Directors of all healthcare organisations will be obliged to be truthful in statements to regulators or commissioners

 

 
CCGs will be entitled to expect full and honest accounts of healthcare provision from providers.

While CCGs would have a commissioning function, they would also be healthcare organisations and their directors would be under a similar obligation

Complaints

Recommendations 120 & 133:
Commissioners should require access to all complaints information as and when complaints are made.
Commissioners should be entitled to intervene in the management of an individual complaint on behalf of the patient where it appears to them it is not being dealt with satisfactorily.

 

 
This does not seem to mean that CCGs will have to be kept informed in parallel as complaints are made, but it could lead to difficulties in filtering out which complaints need to be looked into by CCGs, as opposed to all of them. CCGs may have to commission advocacy and support services for patients bringing complaints (Recommendation 134)
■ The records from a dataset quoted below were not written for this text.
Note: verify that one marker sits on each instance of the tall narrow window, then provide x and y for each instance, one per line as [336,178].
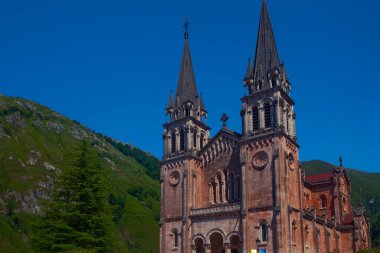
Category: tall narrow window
[264,234]
[323,202]
[294,231]
[255,119]
[175,235]
[220,195]
[173,142]
[232,185]
[182,140]
[267,115]
[238,188]
[214,191]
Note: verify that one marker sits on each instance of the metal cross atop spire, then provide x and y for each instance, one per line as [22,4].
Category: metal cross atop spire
[186,26]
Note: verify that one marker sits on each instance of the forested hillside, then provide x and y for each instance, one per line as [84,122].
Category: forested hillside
[38,144]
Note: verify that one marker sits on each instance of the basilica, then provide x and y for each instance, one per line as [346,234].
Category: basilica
[247,192]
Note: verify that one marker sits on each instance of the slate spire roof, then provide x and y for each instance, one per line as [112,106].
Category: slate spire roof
[266,56]
[186,87]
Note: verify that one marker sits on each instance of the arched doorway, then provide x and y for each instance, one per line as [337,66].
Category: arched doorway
[199,245]
[216,241]
[235,244]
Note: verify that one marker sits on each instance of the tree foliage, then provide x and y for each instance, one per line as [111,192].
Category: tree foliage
[76,219]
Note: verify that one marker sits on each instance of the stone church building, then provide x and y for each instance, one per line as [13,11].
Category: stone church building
[246,192]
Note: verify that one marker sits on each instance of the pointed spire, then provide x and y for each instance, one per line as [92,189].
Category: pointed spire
[266,57]
[186,88]
[249,69]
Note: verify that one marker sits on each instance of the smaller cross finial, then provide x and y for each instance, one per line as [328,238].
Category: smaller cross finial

The aim of these recommendations is to put patient safety at the heart of all healthcare provision. CCGs, with the support of CSUs, will have a dual role to administer and ensure compliance. This may mean small organisations having to take on experienced and sophisticated providers in negotiations or monitoring, and that may seem an uneven contest. Be that as it may, it will be a basic expectation of them to do so successfully.